Hey everyone! I'm relaxing on the Riviera Maya this week and won't be back until Tuesday 25th.
To make the wait more bearable, here's a short reflection I wrote during the flight on the deliberate choices we make when we write and the inestimable value of the stories that fill our lives.
I was reading Borges' Fictions the other day, in particular the tale by the name "The Circular Ruins." One passage made me look up from the book and focus my sight on my thoughts, not in a sort of unwanted distraction, but because it broke my imagination:
"That twilight, he dreamed of the statue. He dreamed it alive, trembling: it was not an atrocious bastard of a tiger and a foal, but at once those two vehement creatures and also a bull, a rose, a tempest."
One question filled my mind: "Why." Why those words and not others? Why his choices and how did he make them? What was he thinking when such beautiful, evocative, and abstract sentences occurred to him?
And suddenly I wished above everything else that I could ask him. Ask him to reveal to me the mind behind the words. The story behind them. Because that's what suddenly was meaningful; that he, and no one else, had thought those thoughts and written those words.
Why the tiger and the foal? Why the bull? Why the rose or the tempest? Why not anything else that could, maybe equally well (although obviously not) fulfill the work of his seemingly arbitrary choices?
And then I realized I could never ask any AI, present or future, these questions. And it's not like I can ask Borges (or I could was he still among us), but even the idea of trying to find something—anything—behind the artificially generated tokens of a language model, appears to me, right now, tremendously absurd.
Borges's final output, what we can see printed on the page, isn't there by a mere process of statistical fitness. It's there because someone with desires and hopes, fears and anxieties, a vast past, an eternal future, and a thoughtful and decidedly conscious present, put it there.
We won't get another Borges. Like we won't get another Hemingway, Austen, or Dostoevsky. But remember, the next time you pick up a book: whatever you find on the page comes with a story attached that we can't obviate. A story that defines irremediably the otherwise hollow black lines on the white pages.
Dear Alberto, this is beautiful. And it relates to a thought that arose here the other day: Language is a social practice. It's not a record that can be stored. One word means a world to me, not much to others. How evocative! A labyrinth of thoughts, feelings, images arises.
A simple word can comprise secrets and open that window into an emotional landscape. Like epic songs of our favourite singers. Whatever touches us evokes memories inside and our own relation. So we are relating to the world, to ourselves, to others. Reading your text today, I think of Rilke and his poems (about roses, about statues, about tempests: "Love Poems to God").
ROSE:
Rose,
oh pure
contradiction,
Lust,
Nobody's
Sleep
to be
under so many
eyelids.
– – – – –
TEMPEST:
“You are not surprised at the force of the storm—
you have seen it growing.
The trees flee.
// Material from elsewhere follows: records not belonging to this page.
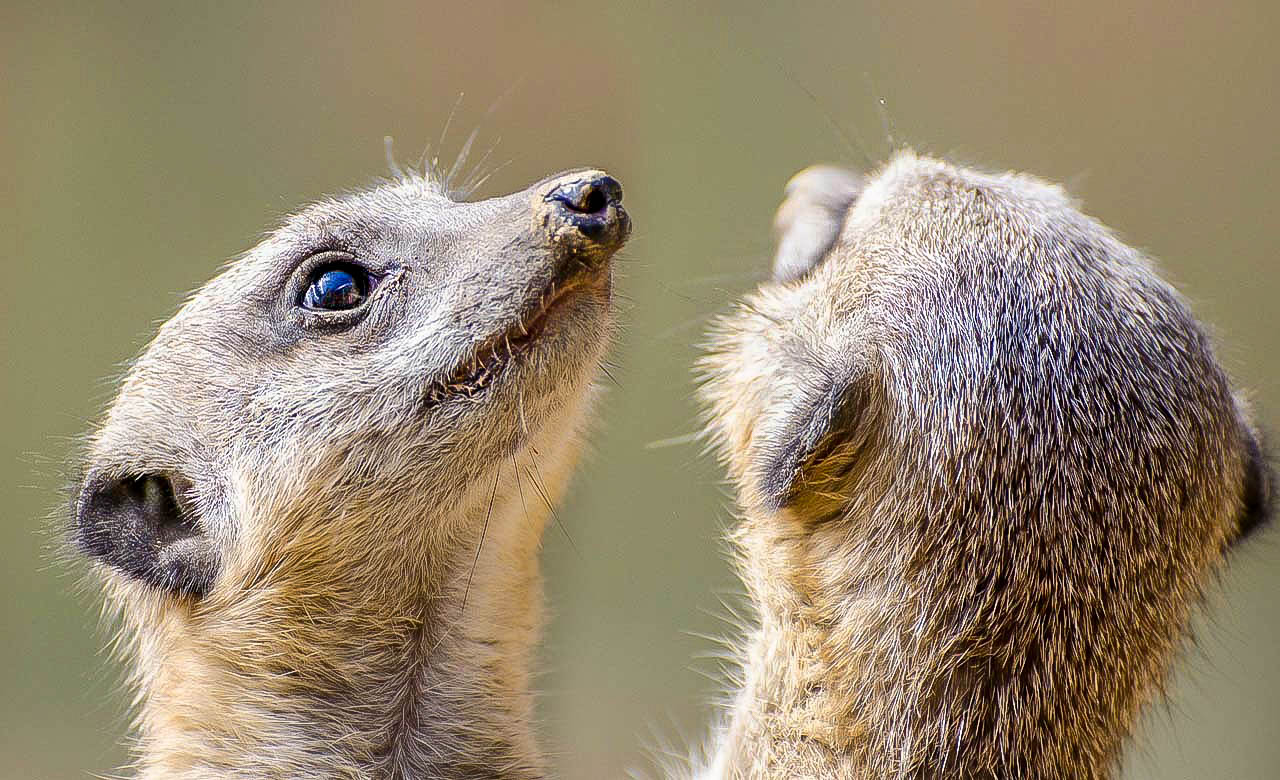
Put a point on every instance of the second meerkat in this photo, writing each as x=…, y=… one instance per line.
x=987, y=463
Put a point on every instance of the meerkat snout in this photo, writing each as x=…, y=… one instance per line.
x=312, y=500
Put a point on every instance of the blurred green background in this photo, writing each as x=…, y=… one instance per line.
x=141, y=146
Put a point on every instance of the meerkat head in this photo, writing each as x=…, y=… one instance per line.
x=982, y=445
x=929, y=314
x=347, y=379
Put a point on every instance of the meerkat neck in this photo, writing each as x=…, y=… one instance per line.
x=341, y=667
x=862, y=670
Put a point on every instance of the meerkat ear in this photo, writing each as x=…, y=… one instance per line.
x=810, y=218
x=1260, y=498
x=140, y=525
x=808, y=451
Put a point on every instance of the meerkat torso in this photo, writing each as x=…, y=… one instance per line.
x=319, y=495
x=987, y=461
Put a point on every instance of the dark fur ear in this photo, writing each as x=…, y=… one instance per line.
x=1260, y=497
x=140, y=527
x=814, y=442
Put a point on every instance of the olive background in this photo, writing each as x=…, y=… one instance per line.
x=142, y=145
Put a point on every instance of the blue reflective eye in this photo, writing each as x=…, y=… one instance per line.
x=336, y=288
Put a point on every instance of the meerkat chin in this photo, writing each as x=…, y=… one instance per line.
x=987, y=464
x=318, y=497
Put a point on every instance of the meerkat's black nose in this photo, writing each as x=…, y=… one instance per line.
x=593, y=204
x=589, y=196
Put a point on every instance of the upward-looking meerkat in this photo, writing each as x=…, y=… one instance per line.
x=319, y=495
x=987, y=463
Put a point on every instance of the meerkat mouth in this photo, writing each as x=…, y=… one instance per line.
x=493, y=355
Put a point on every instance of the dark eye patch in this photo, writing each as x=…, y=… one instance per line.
x=336, y=287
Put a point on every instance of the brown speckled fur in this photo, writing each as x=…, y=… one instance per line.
x=987, y=464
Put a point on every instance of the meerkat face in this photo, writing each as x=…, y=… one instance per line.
x=373, y=356
x=941, y=343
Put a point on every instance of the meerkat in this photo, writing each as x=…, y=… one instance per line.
x=986, y=463
x=318, y=497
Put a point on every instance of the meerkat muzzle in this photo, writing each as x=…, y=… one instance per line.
x=584, y=213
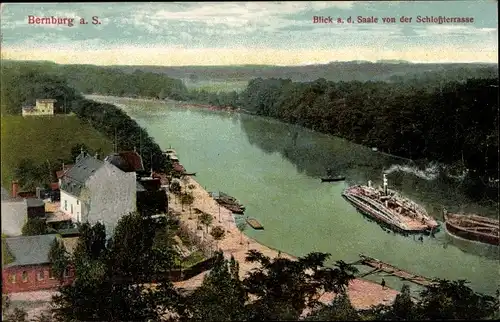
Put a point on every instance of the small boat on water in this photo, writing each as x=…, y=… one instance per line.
x=390, y=208
x=473, y=227
x=228, y=202
x=332, y=178
x=252, y=222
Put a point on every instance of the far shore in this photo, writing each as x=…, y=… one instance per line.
x=362, y=293
x=168, y=101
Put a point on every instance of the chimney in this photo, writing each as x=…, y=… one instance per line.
x=15, y=188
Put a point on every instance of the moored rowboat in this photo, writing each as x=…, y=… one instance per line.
x=473, y=227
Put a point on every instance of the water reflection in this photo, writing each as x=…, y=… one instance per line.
x=313, y=153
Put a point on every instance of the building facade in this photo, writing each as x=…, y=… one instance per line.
x=96, y=191
x=42, y=107
x=30, y=268
x=14, y=212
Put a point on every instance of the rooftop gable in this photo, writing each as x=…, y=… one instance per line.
x=29, y=250
x=73, y=180
x=127, y=161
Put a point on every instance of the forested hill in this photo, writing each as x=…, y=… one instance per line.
x=89, y=79
x=448, y=114
x=453, y=123
x=391, y=71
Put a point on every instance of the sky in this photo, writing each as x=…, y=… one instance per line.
x=238, y=33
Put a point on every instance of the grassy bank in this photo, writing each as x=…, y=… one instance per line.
x=44, y=139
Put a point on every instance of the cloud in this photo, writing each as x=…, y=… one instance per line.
x=257, y=26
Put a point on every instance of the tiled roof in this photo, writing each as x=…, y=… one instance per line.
x=128, y=161
x=139, y=187
x=35, y=202
x=74, y=179
x=46, y=100
x=60, y=173
x=30, y=250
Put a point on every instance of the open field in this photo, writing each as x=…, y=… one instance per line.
x=44, y=139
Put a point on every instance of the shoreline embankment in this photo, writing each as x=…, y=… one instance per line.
x=362, y=293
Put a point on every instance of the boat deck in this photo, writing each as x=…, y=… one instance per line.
x=393, y=209
x=380, y=266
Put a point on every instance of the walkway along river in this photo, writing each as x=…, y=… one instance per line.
x=274, y=169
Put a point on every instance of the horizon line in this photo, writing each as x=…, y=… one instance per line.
x=379, y=61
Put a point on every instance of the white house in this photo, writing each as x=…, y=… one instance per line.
x=14, y=214
x=97, y=191
x=42, y=107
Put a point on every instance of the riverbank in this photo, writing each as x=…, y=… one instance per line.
x=362, y=293
x=168, y=101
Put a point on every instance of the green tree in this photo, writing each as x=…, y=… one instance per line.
x=242, y=226
x=17, y=315
x=108, y=286
x=284, y=287
x=221, y=297
x=218, y=234
x=58, y=258
x=34, y=226
x=187, y=199
x=77, y=149
x=403, y=307
x=206, y=219
x=175, y=187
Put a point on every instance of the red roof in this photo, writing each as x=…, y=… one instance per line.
x=178, y=167
x=133, y=159
x=60, y=173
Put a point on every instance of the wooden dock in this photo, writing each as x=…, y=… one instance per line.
x=254, y=223
x=380, y=266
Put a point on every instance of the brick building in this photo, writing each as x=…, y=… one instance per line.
x=27, y=266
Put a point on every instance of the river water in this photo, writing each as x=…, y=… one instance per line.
x=274, y=169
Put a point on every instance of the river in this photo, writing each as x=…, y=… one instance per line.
x=274, y=168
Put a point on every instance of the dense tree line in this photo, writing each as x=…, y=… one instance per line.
x=447, y=114
x=116, y=124
x=451, y=123
x=335, y=71
x=108, y=287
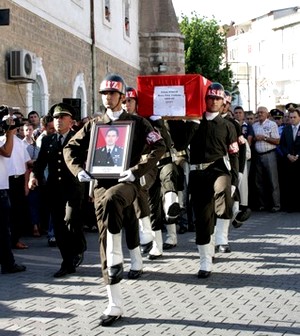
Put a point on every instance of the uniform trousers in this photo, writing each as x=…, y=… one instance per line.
x=210, y=191
x=166, y=181
x=142, y=201
x=115, y=211
x=266, y=179
x=6, y=255
x=65, y=210
x=19, y=215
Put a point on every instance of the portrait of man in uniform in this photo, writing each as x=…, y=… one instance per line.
x=110, y=154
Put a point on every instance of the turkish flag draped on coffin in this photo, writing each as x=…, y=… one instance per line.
x=180, y=96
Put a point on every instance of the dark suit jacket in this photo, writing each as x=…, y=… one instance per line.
x=51, y=155
x=287, y=143
x=102, y=158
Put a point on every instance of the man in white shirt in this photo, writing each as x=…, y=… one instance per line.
x=7, y=260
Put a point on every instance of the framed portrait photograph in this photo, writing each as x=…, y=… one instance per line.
x=110, y=149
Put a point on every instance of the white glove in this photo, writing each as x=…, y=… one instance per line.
x=232, y=190
x=240, y=177
x=154, y=118
x=83, y=176
x=126, y=176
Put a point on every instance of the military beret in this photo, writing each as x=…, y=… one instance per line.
x=276, y=113
x=61, y=109
x=291, y=105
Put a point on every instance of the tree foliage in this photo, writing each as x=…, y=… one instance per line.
x=205, y=47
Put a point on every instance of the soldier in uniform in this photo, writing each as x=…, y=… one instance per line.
x=64, y=190
x=114, y=198
x=239, y=216
x=110, y=154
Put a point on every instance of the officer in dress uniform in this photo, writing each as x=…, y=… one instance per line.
x=110, y=154
x=277, y=116
x=114, y=198
x=65, y=192
x=214, y=173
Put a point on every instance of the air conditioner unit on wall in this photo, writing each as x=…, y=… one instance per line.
x=22, y=65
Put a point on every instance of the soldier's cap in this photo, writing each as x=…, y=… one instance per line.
x=277, y=113
x=62, y=109
x=10, y=122
x=291, y=105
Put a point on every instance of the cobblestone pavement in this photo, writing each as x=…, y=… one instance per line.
x=253, y=291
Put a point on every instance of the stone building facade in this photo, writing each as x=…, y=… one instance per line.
x=73, y=45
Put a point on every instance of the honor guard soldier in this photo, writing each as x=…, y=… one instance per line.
x=65, y=192
x=113, y=198
x=239, y=216
x=142, y=202
x=214, y=173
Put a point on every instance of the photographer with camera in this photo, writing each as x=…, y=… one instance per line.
x=7, y=260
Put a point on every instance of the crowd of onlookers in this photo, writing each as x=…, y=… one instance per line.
x=272, y=165
x=29, y=215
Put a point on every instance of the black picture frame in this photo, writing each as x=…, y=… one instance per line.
x=101, y=163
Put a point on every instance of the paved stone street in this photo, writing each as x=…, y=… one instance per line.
x=253, y=291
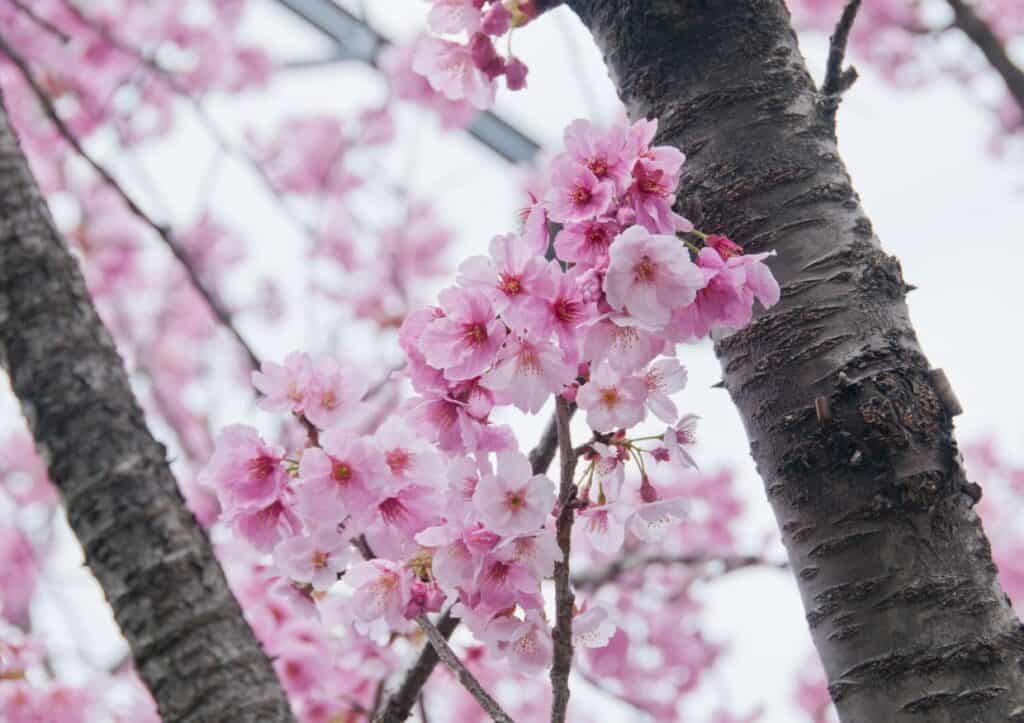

Their flight
sets the boulevards streaming. And you know:
he whom they flee is the one
you move toward. All your senses
sing him, as you stand at the window.
The weeks stood still in summer.
The trees’ blood rose. Now you feel
it wants to sink back
into the source of everything. You thought
you could trust that power
when you plucked the fruit:
now it becomes a riddle again
and you again a stranger.
Summer was like your house: you know
where each thing stood.
Now you must go out into your heart
as onto a vast plain. Now
the immense loneliness begins.
The days go numb, the wind
sucks the world from your senses like withered leaves.
Through the empty branches the sky remains.
It is what you have.
Be earth now, and evensong.
Be the ground lying under that sky.
Be modest now, like a thing
ripened until it is real,
so that he who began it all
can feel you when he reaches for you.
- Onto a Vast Plain”
– – – – –
STONE (STATUE):
We did not know his outrageous head,
in which the eyeballs ripened. But
his torso still glows like a candelabra,
in which his vision, but dimmed..,
...holds and shines. Else could not the prow
of the breast dazzle thee, and in the quiet turning
of the loins a smile could not go
To that centre which bore the begetting.
Otherwise this stone would stand disfigured and short
beneath the shoulders' transparent lintel
and would not flicker like the skins of predators;
and would not burst forth from all its edges
like a star: for there is no place
that seeth thee not. You must change your life.
– – – – –
None of these explains the mystery of Borges' magic line. However, there is this deep web of symbols. They don't mean much without us humans picking them up, loading them with meaning.
I have a very precise idea of what Borges might have meant. An image, so to speak, an emotion.
I don't know if it was his. This tension of not-knowing keeps the beauty preserved, intangible.
Enjoy Mexico :)
May you be inspired
Thank you for the reminder we all need that art is not reducible to data.